晴れ、時々、運命のいたずら



「ここです。」



島根が真っ白なビルの前で立ち止まった。


重厚な扉がしっかりと閉じてある。



「ここがスタジオになります。」



「すごーい…。」



その扉を見ただけで千夏は唖然として開いた口が塞がらないようだ。



「さあ、どうぞ」



島根が扉を開けて、2人を中に入るように促した。



「これは…。
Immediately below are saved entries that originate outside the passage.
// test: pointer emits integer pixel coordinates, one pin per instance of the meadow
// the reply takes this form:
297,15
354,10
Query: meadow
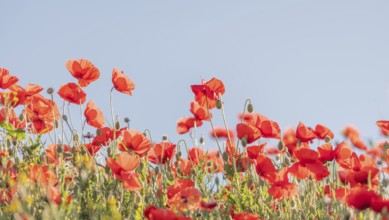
51,168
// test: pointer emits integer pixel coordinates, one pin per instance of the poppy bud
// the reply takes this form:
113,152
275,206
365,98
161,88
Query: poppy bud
201,140
225,156
98,131
244,141
280,146
219,104
59,149
50,91
250,108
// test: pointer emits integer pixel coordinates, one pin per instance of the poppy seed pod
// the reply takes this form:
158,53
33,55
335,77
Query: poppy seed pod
219,104
250,108
50,91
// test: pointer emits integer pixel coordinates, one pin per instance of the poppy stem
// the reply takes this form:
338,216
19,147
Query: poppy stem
212,127
111,107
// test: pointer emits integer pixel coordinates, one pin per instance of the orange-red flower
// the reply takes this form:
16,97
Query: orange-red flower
134,141
308,165
322,132
121,82
208,92
83,70
161,153
6,80
72,93
94,116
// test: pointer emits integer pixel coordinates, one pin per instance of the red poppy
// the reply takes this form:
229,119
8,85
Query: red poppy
121,82
255,150
94,116
40,108
7,80
161,153
185,124
304,133
134,141
83,70
326,153
208,92
251,133
72,93
322,132
308,165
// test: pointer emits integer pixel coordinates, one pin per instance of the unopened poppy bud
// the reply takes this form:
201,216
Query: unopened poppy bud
244,141
202,140
280,146
98,132
386,145
225,156
126,120
219,104
250,108
59,149
50,91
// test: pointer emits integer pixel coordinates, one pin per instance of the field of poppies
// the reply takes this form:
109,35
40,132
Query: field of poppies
51,170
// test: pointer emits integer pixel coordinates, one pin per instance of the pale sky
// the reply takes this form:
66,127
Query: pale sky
311,61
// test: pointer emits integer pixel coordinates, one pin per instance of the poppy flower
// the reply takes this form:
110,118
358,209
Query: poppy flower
185,124
7,80
42,175
200,112
134,141
72,93
83,70
208,92
121,82
24,95
161,153
308,165
322,132
304,133
40,108
251,133
94,116
255,150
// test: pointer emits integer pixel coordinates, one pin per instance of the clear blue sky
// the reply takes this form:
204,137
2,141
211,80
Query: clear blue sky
311,61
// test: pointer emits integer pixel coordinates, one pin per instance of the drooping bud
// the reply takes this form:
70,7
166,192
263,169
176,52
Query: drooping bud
250,108
219,104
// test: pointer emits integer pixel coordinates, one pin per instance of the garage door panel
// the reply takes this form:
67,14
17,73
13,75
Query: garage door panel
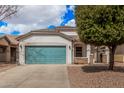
46,55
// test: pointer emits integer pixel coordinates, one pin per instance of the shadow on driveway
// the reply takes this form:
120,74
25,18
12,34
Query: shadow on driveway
100,68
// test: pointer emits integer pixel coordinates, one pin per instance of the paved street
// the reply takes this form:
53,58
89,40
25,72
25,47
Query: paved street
35,76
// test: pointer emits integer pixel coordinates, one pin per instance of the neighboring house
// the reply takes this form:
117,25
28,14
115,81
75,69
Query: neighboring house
8,47
119,53
58,46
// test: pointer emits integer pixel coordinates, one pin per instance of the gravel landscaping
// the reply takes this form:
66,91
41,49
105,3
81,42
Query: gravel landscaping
96,76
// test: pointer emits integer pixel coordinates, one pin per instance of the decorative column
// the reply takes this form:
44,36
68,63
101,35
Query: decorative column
88,52
107,55
8,54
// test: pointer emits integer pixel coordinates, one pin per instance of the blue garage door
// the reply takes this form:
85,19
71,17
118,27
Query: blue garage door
46,55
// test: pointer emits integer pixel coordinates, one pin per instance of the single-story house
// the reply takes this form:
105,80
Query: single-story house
58,46
8,49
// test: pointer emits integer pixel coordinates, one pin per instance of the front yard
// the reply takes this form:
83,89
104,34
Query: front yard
96,76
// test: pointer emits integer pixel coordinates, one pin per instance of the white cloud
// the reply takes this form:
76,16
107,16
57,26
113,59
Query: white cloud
71,23
34,17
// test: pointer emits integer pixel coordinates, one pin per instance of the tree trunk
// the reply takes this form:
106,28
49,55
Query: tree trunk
111,57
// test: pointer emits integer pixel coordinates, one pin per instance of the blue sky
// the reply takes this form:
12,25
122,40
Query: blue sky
23,23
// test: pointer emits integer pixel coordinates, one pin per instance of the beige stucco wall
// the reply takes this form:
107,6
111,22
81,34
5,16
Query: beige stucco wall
45,40
119,58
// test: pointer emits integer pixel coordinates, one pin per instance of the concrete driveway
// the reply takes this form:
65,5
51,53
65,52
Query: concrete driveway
35,76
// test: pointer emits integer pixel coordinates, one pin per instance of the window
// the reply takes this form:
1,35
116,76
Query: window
78,51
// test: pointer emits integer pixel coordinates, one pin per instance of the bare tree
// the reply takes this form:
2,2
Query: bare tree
7,11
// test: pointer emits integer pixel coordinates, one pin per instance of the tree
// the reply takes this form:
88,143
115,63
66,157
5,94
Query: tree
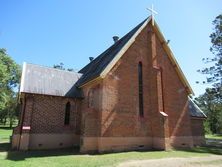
211,104
214,72
211,100
10,73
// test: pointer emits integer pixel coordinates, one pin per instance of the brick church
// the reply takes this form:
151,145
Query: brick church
133,96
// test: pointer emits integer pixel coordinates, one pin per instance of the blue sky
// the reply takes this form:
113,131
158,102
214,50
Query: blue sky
48,32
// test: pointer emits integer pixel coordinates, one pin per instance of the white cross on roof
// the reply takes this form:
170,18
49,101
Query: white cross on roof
153,12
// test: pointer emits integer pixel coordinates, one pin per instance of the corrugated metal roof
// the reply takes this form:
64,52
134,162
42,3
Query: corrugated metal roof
95,68
49,81
195,111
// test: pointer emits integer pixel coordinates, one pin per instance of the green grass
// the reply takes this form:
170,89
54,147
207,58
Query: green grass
71,157
215,136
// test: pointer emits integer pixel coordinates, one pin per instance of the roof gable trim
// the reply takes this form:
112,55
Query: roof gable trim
123,50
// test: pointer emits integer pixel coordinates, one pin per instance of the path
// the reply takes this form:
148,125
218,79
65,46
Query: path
210,161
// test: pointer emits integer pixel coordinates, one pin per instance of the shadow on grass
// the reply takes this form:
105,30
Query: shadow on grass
22,155
205,149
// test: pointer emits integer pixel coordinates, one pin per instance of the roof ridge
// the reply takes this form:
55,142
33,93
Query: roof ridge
96,67
44,66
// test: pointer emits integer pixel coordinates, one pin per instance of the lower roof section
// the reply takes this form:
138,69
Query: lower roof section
49,81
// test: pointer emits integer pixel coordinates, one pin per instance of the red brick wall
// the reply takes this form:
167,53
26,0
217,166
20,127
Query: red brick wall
45,114
175,96
197,127
91,114
120,109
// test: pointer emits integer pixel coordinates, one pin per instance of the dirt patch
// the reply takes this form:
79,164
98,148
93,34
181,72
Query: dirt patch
210,161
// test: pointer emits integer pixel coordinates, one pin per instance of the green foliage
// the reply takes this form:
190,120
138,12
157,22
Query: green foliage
10,73
214,72
211,100
211,104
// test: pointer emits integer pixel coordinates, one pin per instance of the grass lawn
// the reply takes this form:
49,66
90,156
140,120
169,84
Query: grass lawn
215,136
71,158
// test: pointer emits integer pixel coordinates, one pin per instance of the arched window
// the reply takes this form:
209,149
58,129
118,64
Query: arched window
90,98
67,113
140,80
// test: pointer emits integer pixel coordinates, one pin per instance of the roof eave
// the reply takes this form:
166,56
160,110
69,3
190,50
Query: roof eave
173,59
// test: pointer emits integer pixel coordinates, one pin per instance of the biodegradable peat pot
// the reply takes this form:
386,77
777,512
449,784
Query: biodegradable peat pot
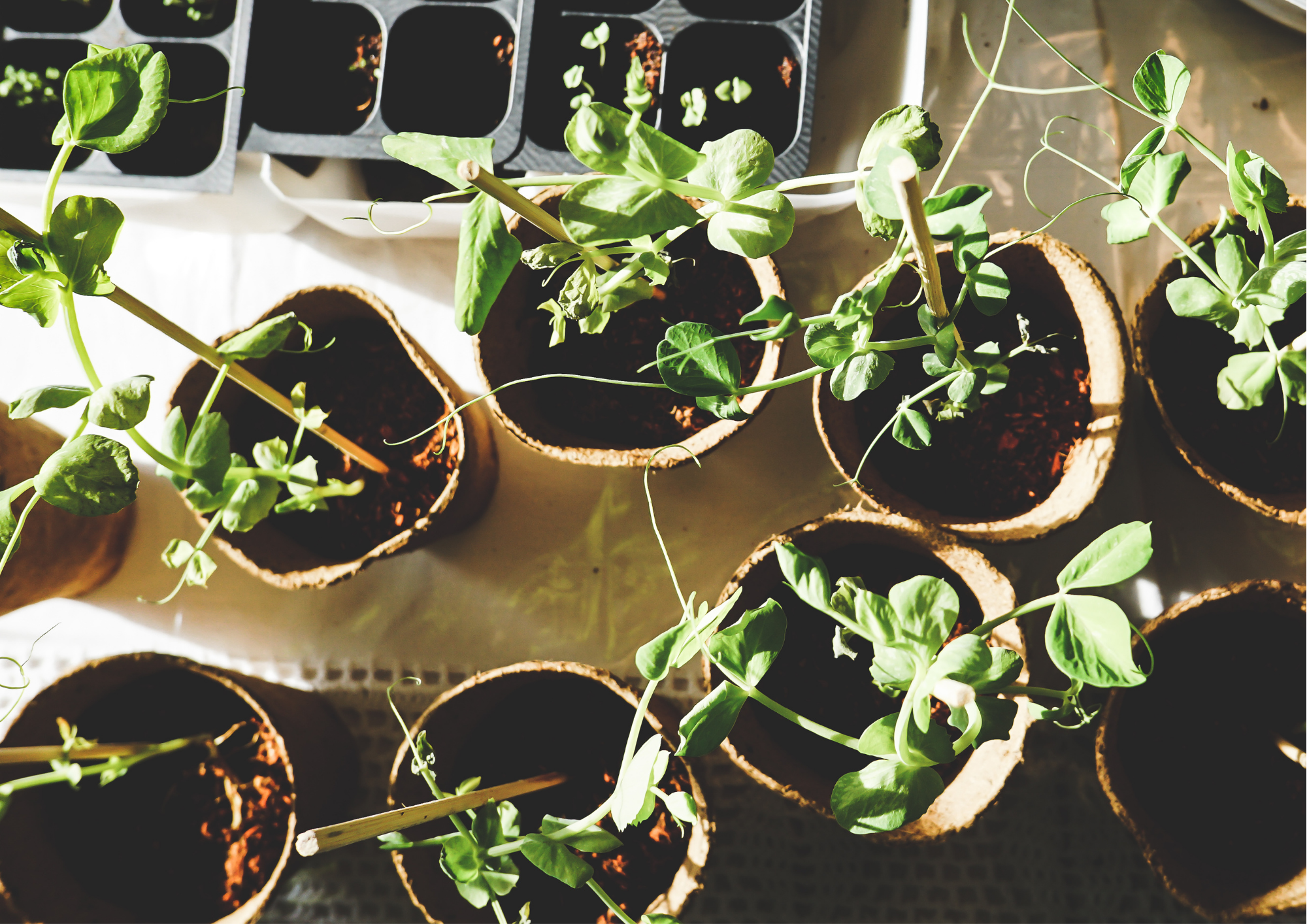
618,425
1180,360
539,717
884,550
380,385
1036,455
61,555
134,850
1190,759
」



愛姫は思わず口に手を当てて目を見開いた。


目の前に広がるのは20畳以上はあるであろうフローリングのスタジオだった。


そのスタジオで10名ほどの若い女性達が鏡の前で先生らしき女性の手拍子に合わせて踊っている。



「ここがダンススタジオです。」



島根が紹介すると同時に奥を指差す。



「あちらにはレコーディングスタジオ、ボイストレーニング室があります。」



そのまま奥のレコーディングスタジオに入る。


音響器具や、マイク、ベースやギターも置かれてある。



「テレビでしか見た事ないから、実際に見ると、壮大よね~。」



千夏は興味本位に一つ一つ機材を眺め、手に取る。



「これから、愛姫さんは毎日、ここでレッスンを受けてもらう事になります。」



島根が話しながら手帳を確認した。



「ボイストレーニング1時間、ダンスレッスン3時間、またボイストレーニング1時間が基本となり、あとは、合間にパートナーとの呼吸合わせや、ここのスタッフとの打ち合わせ等が1日の主な流れになります。」



再び手帳を鞄に戻すと、スタジオの脇にある2階へ通じる階段を指差した。